【01】パウロ・フレイレを読んでの感想

高向伴博

 本書(『被抑圧者の教育学』)は、非人間的な状態から人間的な状態への変革(=エンパワメント)への理論と方法論を説いた書物である。その意味で、現代人にも応用可能な、よりよく生きるための視点を明らかにした本だったのではないだろうか。
では、非人間的な状態とはどのような状態をさすか。それを明らかにするために、人間的な状態をまず確認する。

 フレイレのいう人間的な状態(=エンパワメント)とは「一人ひとりが考える主体として自分を感じていること、自分の思いを議論できること、自らの世界観をもてるということ、自分の提案を自由に表して仲間と共に議論できる」状態をさす。[196]

 つまり、その状態で生きていない、あるいは生きることができない状態を非人間的(=非エンパワメント)な状態と捉える。その理解では、実に多くの現代社会に生きる人々が被抑圧者の条件に当てはまるのではないだろうか。

 ここ最近、学校教育において「個人のキャリア開発」が盛んに行われているが、そこでは、面接対策、自己分析など、就職するためのスキルの育成であり、自分の人生をどのように生きるかという視点を含めたキャリア開発になっていない。その意味で、エンパワメント教育になっていない。

 また、空気を読む、とか、協調性という言葉が一定無批判的に受け入れられる社会背景には「言いたい事はあるけど、どうせ言っても無駄だから言わない」というような、無関心や諦めといった感情が当たり前に存在しているのではないだろうか。

 大事なのは、自分の今の状態を批判的に考察する事だとフレイレはいう。つまり、メタ認知的に自分を見る力。批判的に社会を捉える力。それが大事だという。自分の今置かれている状態を分析するプロセスがエンパワメントにつながるという。

 フレイレの議論から学ぶことは、自分の価値観をもつ、流されない、大きな権力性を疑う、自分はどう生きるか、という生き方の芯をもつことが大事であるということである。
では、具体的にフレイレの理論を参考に、エンパワメント教育を、今の日本の学校教育においてどのように実践をしていくか、どんな教育が考えられるか。その観点から、少しだけエッセンスを述べておく。
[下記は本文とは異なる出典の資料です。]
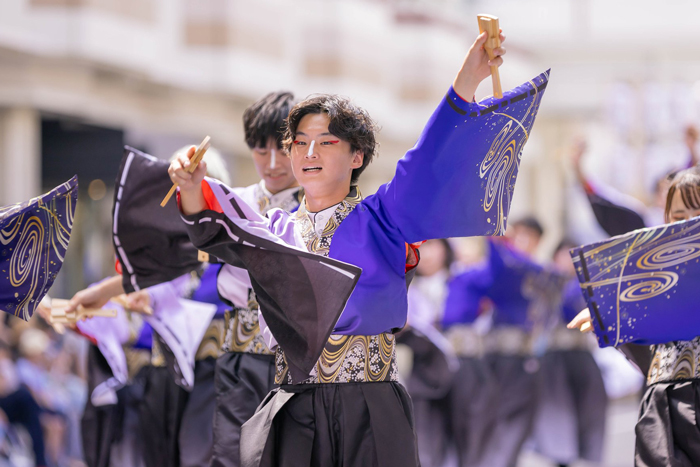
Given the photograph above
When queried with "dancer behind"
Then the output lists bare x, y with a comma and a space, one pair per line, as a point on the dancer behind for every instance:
618, 213
331, 141
570, 422
434, 362
473, 397
245, 370
110, 429
667, 430
509, 344
171, 419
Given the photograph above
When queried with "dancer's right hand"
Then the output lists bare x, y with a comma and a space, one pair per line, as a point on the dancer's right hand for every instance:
187, 181
582, 322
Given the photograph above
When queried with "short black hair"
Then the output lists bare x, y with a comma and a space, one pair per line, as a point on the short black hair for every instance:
687, 182
531, 223
264, 119
347, 121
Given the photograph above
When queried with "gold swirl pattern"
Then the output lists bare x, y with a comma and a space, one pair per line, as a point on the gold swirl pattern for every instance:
655, 256
348, 359
651, 286
34, 237
243, 332
675, 361
321, 244
670, 254
212, 342
25, 264
500, 166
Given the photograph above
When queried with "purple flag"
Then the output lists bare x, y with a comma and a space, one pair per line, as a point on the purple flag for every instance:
34, 236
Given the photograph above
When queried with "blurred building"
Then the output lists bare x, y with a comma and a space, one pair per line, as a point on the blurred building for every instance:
81, 78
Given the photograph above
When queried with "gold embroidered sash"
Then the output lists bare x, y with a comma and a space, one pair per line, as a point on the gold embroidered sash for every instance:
675, 361
348, 359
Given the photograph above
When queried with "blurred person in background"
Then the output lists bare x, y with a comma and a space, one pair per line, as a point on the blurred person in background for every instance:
667, 428
19, 406
326, 421
570, 423
245, 370
510, 343
618, 213
473, 395
434, 362
167, 419
176, 423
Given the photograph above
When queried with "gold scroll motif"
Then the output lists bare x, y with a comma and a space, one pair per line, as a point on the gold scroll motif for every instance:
27, 265
499, 166
212, 341
321, 244
243, 332
655, 250
675, 361
348, 359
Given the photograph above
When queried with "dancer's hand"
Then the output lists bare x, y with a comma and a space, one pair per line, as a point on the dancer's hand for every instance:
96, 296
191, 196
477, 66
139, 302
582, 322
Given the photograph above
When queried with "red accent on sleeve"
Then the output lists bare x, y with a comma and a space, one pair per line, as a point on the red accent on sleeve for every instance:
212, 202
412, 255
209, 198
468, 102
78, 331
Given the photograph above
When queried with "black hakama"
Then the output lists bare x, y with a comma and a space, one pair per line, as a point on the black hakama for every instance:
570, 422
242, 382
341, 424
668, 432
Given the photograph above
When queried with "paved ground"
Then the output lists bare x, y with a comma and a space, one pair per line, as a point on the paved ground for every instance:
619, 442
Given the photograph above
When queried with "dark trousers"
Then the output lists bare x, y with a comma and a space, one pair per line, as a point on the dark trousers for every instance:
22, 409
242, 382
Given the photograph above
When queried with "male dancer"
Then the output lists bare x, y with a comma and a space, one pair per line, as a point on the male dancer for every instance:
246, 368
351, 409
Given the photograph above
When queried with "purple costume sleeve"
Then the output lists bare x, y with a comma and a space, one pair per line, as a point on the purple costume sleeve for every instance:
458, 179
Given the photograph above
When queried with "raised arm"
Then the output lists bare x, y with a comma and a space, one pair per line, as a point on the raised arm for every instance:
616, 213
476, 67
191, 196
458, 179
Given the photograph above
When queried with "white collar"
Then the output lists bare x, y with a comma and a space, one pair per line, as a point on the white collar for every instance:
279, 198
320, 218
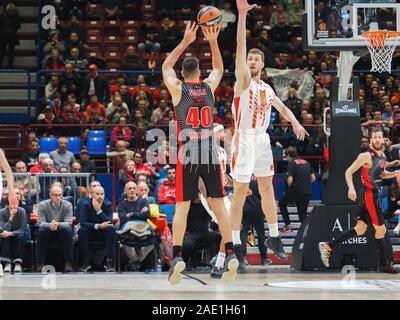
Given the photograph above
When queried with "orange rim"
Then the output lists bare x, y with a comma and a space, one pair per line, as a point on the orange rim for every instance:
377, 38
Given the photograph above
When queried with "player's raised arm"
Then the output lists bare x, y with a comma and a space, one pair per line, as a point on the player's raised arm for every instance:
362, 159
211, 34
170, 79
242, 71
298, 129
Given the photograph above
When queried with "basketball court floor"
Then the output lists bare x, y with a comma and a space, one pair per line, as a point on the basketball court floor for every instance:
258, 283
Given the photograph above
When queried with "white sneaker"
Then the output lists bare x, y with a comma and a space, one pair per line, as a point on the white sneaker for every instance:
7, 269
17, 268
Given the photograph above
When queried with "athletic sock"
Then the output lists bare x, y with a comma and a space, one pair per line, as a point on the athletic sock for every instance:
381, 251
220, 259
236, 237
273, 230
350, 233
228, 248
177, 251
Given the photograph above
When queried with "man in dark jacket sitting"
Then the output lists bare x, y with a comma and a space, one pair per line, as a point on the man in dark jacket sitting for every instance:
133, 207
95, 220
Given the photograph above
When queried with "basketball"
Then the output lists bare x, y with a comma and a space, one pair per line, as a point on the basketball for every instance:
209, 16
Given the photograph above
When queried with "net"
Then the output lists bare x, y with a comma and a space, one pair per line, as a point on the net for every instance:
381, 45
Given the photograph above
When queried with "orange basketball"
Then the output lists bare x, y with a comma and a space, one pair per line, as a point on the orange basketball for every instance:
209, 16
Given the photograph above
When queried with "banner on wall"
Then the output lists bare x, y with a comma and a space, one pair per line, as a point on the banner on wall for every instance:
282, 79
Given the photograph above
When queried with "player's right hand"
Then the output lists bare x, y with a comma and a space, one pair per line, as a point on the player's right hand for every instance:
352, 195
190, 32
243, 6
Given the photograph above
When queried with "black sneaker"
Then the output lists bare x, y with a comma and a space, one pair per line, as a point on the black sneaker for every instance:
388, 268
216, 272
240, 257
85, 267
275, 244
178, 265
109, 267
265, 261
230, 268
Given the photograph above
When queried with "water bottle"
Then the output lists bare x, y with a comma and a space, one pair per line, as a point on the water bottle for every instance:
158, 267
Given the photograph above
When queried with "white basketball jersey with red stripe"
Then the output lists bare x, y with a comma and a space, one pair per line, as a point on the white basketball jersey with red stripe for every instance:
252, 110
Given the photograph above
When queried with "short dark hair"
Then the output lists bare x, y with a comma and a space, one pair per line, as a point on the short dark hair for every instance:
291, 152
375, 129
190, 65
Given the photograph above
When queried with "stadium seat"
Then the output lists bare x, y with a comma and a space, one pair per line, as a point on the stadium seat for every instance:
48, 144
96, 134
74, 144
96, 145
168, 210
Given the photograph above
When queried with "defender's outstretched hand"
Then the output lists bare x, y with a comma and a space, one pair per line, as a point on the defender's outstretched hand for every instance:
300, 132
190, 32
211, 33
243, 6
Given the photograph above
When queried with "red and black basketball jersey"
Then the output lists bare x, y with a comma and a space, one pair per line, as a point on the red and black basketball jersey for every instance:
372, 177
194, 112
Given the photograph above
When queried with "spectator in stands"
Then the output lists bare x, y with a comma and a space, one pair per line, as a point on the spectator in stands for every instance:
122, 154
31, 158
121, 132
94, 84
198, 234
53, 43
9, 26
112, 10
295, 14
12, 238
61, 156
95, 218
116, 107
54, 62
166, 192
299, 179
75, 42
29, 181
47, 119
133, 207
53, 87
139, 117
70, 83
87, 165
148, 37
143, 191
78, 62
282, 36
170, 35
140, 166
75, 27
95, 107
25, 199
159, 112
55, 222
131, 62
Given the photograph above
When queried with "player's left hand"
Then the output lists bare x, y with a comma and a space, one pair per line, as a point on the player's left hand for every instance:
300, 132
211, 33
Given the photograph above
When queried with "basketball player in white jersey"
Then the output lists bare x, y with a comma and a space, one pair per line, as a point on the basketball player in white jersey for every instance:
219, 134
251, 149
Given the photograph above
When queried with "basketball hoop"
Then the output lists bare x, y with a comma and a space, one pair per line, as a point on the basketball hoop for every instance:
381, 45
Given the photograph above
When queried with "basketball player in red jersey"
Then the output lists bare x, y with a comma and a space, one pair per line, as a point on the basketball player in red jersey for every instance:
193, 102
372, 164
251, 149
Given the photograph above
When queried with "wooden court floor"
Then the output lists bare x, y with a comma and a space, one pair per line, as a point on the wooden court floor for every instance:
258, 283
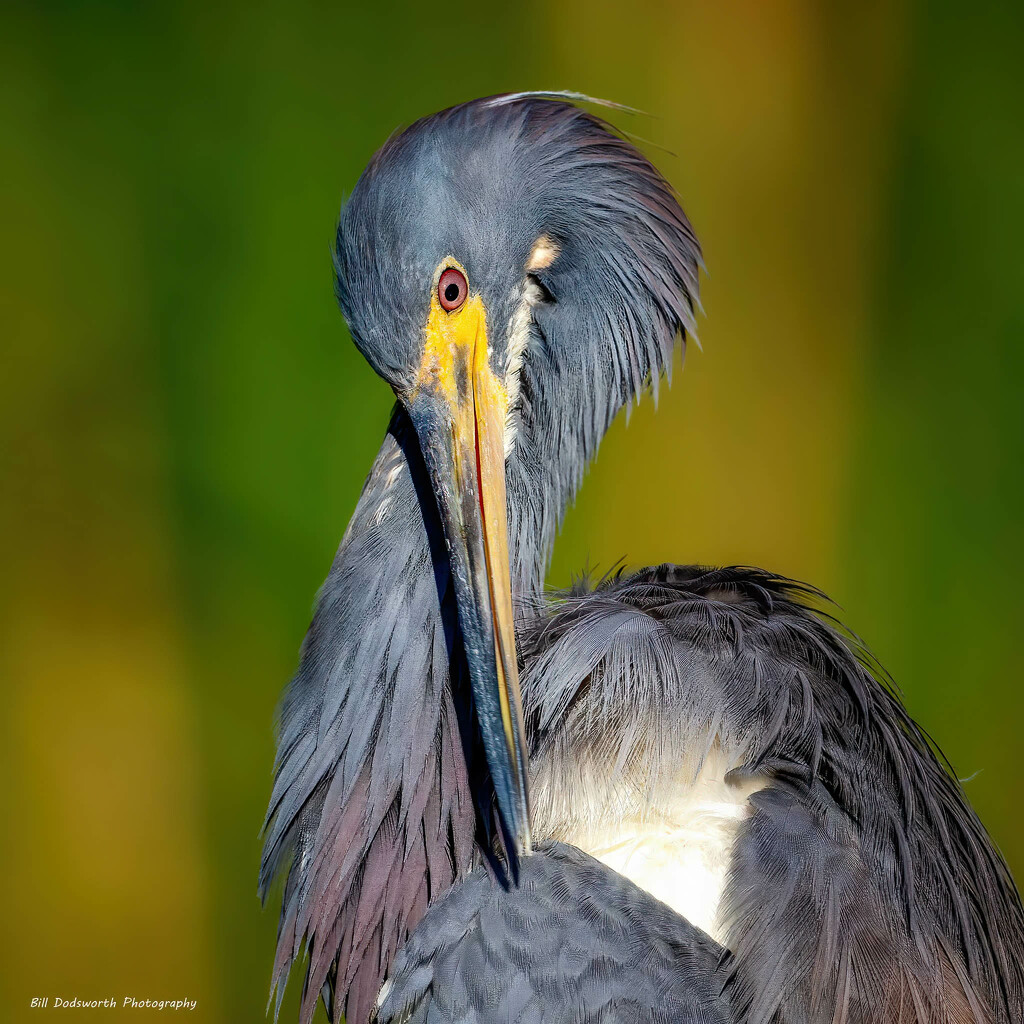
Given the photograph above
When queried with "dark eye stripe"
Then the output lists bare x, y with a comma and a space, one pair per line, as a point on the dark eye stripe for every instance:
452, 289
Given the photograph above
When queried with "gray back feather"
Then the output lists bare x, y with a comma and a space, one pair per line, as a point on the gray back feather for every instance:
574, 943
863, 887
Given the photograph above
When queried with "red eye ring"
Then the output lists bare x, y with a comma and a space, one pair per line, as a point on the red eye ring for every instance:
452, 289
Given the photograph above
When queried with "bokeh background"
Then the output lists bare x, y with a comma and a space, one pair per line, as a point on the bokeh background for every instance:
185, 425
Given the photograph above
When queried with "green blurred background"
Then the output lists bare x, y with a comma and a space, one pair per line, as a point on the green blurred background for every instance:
185, 425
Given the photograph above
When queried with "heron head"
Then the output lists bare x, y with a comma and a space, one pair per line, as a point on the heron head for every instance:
516, 271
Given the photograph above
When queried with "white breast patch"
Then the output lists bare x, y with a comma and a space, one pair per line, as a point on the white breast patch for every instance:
681, 854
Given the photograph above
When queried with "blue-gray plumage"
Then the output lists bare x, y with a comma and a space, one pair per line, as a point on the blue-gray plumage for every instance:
517, 272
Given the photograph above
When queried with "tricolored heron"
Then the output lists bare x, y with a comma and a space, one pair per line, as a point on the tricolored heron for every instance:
710, 807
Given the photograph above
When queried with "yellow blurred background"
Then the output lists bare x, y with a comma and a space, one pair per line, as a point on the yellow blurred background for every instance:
185, 425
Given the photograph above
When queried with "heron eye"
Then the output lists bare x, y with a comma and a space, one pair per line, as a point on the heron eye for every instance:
452, 289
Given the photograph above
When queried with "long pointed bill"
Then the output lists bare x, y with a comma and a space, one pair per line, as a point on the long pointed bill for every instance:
459, 409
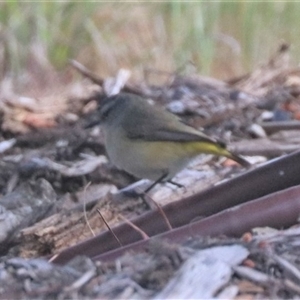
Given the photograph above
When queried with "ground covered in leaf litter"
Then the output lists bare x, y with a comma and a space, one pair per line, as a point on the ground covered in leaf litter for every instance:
55, 179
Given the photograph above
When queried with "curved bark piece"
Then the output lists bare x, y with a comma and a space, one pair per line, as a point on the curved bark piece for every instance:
273, 176
277, 210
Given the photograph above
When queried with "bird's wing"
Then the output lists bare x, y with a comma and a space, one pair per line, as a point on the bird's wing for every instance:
166, 127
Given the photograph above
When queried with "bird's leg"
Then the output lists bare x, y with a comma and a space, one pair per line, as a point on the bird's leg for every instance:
159, 180
176, 184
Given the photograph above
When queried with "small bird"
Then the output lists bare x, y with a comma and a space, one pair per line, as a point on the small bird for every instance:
150, 142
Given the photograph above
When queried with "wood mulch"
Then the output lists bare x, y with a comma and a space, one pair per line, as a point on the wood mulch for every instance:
229, 233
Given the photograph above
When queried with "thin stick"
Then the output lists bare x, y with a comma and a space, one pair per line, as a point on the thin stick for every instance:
84, 209
98, 80
108, 227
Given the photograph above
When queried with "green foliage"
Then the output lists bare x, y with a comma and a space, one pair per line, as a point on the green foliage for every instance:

 現代社会で、能力主義・競争主義社会で勝てない者・うまく適応できない者のエンパワメントを考察する上での一つの視点は、発想の転換が必要ということ。
例えば、資本主義社会の中であおられた都市型の物質的豊かさの生活や物質中心の豊かさ、消費主義的な豊かを求めるのではなく、各個人の豊かさを創造するということ。つまり、スローに生きるということ。

 例えば、目に見える物ではない価値に目を向けて、お金を掛けずに楽しむ。日常の中に創造的な楽しみを見いだすこと。自分の生き方を創造するということ。そういった視点を教育にどのように組み込むか。各教科とどのように結びつけ実践するかという検討が必要。

 フレイレの議論や、私がこれまで考えていた事を含め、大事だと思う教育は、自分の人生をどのように生きるか考える、フェアなコミュニケーションを学ぶ、生きていく上で必要な基本的な権利を知る、というような、『生き方』の基礎を育成する教育である。そこで、私の考える生き方教育(Life education)の枠組みを考えてみたのが次の表である。

表1 ◆「生き方教育(Life education)」に必要な視点
①自分を知る
②まわりを知る

③コミュニケーション能力を育む
傾聴、受容する態度の育成
④自然とのつながりを知る
環境教育
⑤多文化共生についての学び
開発教育、平和教育、人権教育
⑥市民性教育
政治的リテラシーを学ぶ
⑦人権と民主主義を学ぶ
権利や多様性を尊重し、暴力・排他的ナショナリズムを排し、社会的公正を実現するための教育をめざす。
⑧労働教育を学ぶ
働く人の様々な権利、社会保険についての基礎知識、反貧困学習の視点、現代社会の社会構造、差別と貧困の関係性
⑨様々な問題への対処を考える
生きていく上で出会う様々な「障害、事件、壁、失敗、悲しみ、敗北、被差別」への対処
⑩生き方の哲学を学ぶ
生きる意味、人生の幸福、喜び、自分の生き方、趣味、表現、アート
少し、エッセンスをまとめたが、今後この視点を深め、具体的なカリキュラムに落としこんでいきたい。

さらに、今後の問として、「豊かな生活」「人間的な生活」とはどのような生活か、哲学的に、本質的に、根本的に、今後さらに研究を深めて行きたい。